LIVORNO – Ci siamo: da anni se ne parla, i terminal interni del porto ormai ne soffrono pesantemente. Ma finalmente parte la maxi-gara per allargare la strettoia del Marzocco e migliorare l’accessibilità del porto, permettendogli così di accogliere in tutta sicurezza portacontainer di dimensione maggiore rispetto a quelle che attualmente arrivano in Darsena Toscana. 

È con questo obiettivo – sottolinea l’AdSP – che nei giorni scorsi è stato pubblicato il bando di gara – appalto integrato per i lavori di resecazione del canale di accesso.

Non si tratta di un’opera di poco conto.
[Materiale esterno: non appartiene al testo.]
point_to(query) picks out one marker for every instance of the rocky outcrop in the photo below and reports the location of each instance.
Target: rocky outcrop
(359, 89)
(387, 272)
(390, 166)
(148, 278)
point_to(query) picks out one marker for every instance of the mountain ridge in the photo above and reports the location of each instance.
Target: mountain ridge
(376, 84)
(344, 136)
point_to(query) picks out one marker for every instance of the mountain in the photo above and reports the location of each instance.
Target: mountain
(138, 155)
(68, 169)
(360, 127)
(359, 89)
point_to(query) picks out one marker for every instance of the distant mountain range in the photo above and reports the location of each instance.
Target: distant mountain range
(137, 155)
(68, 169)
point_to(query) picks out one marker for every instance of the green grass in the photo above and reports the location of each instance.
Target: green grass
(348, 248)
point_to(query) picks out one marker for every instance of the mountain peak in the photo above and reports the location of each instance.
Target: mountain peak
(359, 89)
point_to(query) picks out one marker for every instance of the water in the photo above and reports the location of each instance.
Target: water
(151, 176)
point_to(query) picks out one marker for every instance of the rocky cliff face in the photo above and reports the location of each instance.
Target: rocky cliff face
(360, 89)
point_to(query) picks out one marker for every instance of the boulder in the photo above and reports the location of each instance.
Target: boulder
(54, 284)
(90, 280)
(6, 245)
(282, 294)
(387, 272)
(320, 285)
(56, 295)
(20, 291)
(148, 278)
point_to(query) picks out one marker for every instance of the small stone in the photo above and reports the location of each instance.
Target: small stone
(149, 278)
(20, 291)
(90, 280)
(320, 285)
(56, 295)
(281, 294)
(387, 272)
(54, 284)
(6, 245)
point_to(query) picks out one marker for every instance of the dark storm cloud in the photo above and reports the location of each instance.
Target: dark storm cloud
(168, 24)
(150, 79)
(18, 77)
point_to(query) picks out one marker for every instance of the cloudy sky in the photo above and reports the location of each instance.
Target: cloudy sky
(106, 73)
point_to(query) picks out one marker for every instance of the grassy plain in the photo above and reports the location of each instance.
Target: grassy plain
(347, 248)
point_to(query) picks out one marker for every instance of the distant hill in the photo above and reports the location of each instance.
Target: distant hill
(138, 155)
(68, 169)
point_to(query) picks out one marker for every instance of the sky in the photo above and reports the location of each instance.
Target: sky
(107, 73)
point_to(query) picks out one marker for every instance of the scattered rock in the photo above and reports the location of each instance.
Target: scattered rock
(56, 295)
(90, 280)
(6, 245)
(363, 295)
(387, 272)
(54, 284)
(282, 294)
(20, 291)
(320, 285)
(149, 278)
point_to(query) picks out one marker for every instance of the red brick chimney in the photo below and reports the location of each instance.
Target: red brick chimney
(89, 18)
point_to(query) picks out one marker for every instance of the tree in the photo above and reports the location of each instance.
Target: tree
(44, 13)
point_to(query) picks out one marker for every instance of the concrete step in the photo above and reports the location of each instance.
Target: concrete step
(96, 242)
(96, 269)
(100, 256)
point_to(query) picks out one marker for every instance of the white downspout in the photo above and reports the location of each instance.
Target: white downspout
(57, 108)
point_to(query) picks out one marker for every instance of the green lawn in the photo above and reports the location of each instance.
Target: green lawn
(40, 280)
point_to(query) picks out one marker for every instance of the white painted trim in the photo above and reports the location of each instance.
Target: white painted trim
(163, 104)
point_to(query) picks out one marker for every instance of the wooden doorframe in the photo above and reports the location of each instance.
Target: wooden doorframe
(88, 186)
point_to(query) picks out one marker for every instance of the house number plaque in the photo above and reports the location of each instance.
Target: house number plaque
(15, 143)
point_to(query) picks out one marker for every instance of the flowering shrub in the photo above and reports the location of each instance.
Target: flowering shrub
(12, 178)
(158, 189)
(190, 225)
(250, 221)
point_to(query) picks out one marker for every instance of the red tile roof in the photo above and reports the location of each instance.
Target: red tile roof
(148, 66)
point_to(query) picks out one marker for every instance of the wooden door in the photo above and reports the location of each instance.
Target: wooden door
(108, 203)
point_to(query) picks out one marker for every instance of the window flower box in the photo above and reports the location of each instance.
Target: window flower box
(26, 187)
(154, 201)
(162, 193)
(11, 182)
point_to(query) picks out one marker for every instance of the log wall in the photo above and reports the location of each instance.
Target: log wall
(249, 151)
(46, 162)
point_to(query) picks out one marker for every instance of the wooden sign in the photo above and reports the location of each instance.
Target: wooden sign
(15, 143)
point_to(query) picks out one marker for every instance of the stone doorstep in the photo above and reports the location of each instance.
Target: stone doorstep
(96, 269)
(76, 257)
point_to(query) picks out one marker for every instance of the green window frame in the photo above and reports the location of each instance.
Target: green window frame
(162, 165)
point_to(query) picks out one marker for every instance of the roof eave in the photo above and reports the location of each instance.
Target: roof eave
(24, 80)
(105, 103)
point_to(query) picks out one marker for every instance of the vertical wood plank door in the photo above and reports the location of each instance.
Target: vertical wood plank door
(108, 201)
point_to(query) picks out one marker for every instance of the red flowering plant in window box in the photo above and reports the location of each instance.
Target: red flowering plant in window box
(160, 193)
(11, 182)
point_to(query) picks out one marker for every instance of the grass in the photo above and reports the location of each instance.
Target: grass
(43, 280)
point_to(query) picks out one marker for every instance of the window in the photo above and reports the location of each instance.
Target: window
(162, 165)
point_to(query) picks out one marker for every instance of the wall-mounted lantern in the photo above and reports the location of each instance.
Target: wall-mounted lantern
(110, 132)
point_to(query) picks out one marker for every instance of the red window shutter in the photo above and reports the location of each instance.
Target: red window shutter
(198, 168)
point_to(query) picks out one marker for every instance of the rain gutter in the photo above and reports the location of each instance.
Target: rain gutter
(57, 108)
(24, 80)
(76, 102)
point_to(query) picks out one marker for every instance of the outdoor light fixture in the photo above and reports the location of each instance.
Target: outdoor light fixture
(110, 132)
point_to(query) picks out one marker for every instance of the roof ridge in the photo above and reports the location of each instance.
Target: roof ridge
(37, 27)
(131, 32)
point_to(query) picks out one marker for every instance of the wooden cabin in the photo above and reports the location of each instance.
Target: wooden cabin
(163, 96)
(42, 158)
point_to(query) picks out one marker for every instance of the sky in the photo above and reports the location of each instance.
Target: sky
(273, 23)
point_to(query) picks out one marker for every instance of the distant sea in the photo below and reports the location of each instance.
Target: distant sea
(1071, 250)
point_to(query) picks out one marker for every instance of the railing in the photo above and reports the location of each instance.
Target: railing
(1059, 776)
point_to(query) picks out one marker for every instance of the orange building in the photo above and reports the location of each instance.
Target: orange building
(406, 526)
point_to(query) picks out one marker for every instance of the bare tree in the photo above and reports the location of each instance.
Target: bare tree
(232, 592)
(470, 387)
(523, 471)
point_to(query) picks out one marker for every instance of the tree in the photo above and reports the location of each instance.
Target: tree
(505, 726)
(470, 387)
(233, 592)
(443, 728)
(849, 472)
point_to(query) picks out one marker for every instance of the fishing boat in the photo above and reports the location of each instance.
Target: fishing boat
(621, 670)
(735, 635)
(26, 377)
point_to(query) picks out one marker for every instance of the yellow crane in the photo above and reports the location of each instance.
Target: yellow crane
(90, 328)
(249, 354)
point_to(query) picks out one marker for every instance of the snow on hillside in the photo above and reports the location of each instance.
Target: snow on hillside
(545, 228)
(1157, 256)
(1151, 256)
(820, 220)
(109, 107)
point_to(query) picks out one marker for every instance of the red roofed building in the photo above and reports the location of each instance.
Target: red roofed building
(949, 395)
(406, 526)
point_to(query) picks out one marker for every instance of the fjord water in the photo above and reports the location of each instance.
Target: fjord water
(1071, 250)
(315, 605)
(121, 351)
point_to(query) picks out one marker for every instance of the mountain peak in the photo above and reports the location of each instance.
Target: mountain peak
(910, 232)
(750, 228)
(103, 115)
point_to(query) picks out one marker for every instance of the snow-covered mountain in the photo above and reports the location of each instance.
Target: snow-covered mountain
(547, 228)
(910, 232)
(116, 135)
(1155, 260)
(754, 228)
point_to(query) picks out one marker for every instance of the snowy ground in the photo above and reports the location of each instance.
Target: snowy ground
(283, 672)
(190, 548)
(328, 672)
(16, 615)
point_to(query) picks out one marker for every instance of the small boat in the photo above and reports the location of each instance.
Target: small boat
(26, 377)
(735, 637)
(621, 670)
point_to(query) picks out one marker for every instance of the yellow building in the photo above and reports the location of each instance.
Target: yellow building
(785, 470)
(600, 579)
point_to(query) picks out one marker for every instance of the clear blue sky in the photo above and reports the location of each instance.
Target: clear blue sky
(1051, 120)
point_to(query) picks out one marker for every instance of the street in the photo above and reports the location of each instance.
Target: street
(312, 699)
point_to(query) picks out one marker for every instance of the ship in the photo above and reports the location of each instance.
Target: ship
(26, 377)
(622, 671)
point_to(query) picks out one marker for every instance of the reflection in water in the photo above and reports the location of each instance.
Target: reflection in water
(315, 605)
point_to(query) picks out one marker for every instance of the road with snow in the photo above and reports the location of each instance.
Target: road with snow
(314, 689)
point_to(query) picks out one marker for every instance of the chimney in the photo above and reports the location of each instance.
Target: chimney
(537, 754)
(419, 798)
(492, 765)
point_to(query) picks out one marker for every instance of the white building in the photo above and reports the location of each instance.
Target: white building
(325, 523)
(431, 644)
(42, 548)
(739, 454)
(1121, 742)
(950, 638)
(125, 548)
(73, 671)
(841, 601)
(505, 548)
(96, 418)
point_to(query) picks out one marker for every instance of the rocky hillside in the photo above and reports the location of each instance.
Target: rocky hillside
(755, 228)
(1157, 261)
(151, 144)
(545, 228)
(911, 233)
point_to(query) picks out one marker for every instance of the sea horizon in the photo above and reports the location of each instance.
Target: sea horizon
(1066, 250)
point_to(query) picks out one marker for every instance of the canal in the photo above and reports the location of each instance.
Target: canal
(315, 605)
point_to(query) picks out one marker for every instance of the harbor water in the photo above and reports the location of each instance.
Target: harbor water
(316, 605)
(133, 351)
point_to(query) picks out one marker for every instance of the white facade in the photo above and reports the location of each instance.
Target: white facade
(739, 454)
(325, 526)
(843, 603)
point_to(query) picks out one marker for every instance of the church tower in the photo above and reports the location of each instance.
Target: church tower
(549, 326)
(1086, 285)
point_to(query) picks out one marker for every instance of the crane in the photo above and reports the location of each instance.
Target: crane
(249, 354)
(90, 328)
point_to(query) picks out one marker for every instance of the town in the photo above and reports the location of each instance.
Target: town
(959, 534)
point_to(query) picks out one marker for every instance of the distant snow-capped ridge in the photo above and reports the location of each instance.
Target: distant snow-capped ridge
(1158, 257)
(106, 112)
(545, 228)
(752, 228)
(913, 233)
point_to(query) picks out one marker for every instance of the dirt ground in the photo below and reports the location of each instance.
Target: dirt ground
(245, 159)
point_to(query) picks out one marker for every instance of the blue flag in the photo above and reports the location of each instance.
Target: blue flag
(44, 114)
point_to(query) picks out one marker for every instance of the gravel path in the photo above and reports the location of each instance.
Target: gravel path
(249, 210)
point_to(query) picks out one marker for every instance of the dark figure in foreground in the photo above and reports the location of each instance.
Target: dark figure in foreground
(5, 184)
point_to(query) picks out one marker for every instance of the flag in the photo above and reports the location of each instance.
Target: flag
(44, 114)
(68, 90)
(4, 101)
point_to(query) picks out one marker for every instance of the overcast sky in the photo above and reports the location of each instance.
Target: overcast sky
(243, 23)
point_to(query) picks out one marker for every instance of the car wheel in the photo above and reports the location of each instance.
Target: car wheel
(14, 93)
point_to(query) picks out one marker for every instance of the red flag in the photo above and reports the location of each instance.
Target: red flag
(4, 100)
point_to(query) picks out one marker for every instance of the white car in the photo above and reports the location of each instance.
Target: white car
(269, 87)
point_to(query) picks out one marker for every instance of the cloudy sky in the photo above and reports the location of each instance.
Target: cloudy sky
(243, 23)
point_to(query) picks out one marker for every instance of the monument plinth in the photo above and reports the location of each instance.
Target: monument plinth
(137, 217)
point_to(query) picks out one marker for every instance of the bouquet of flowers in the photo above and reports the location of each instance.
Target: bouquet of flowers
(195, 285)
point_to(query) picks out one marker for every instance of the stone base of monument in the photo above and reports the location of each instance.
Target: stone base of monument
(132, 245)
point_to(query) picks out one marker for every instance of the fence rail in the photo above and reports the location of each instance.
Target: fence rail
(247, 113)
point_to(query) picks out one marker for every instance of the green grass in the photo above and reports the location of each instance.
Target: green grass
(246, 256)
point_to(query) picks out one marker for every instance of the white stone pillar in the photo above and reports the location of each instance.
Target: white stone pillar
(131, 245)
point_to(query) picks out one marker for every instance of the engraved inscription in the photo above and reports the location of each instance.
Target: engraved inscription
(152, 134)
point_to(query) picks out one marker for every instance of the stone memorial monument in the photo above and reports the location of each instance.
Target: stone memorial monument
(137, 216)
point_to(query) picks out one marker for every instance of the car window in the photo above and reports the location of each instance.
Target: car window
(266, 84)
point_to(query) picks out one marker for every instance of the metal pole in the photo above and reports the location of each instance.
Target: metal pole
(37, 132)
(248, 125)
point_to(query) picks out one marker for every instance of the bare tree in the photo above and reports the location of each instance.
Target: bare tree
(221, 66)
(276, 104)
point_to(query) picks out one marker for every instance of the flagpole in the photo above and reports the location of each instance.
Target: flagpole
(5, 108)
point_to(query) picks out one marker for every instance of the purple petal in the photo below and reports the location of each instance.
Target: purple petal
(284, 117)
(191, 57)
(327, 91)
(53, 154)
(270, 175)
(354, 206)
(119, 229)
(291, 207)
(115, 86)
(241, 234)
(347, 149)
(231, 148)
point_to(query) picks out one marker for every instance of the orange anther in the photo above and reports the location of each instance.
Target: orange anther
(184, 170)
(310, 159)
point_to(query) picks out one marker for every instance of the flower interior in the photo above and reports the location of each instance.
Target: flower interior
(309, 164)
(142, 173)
Dopo la lunga vicenda del microtunnel per liberare il fondale in zona, gli interventi sono necessari al banchinamento di una delle sponde della via di navigazione al porto commerciale – quella sotto la torre – oggi canale nel tratto più stretto non più di 60 metri, 90 metri nel tratto più largo.

Una volta completato l’arretramento della Banchina – riferisce l’AdSP – il canale arriverà ad avere una larghezza massima di 125 metri. Il nuovo banchinamento Nord consentirà anche successivi interventi di dragaggio, che garantiranno l’approfondimento a 13 metri sotto le sponde e a 16 metri in corrispondenza del centro della cunetta navigabile. 

Entrambi gli interventi saranno realizzati quando sarà terminato il definitivo interramento degli oleodotti dell’Eni che oggi corrono lungo le due sponde del canale, riducendone la sezione navigabile.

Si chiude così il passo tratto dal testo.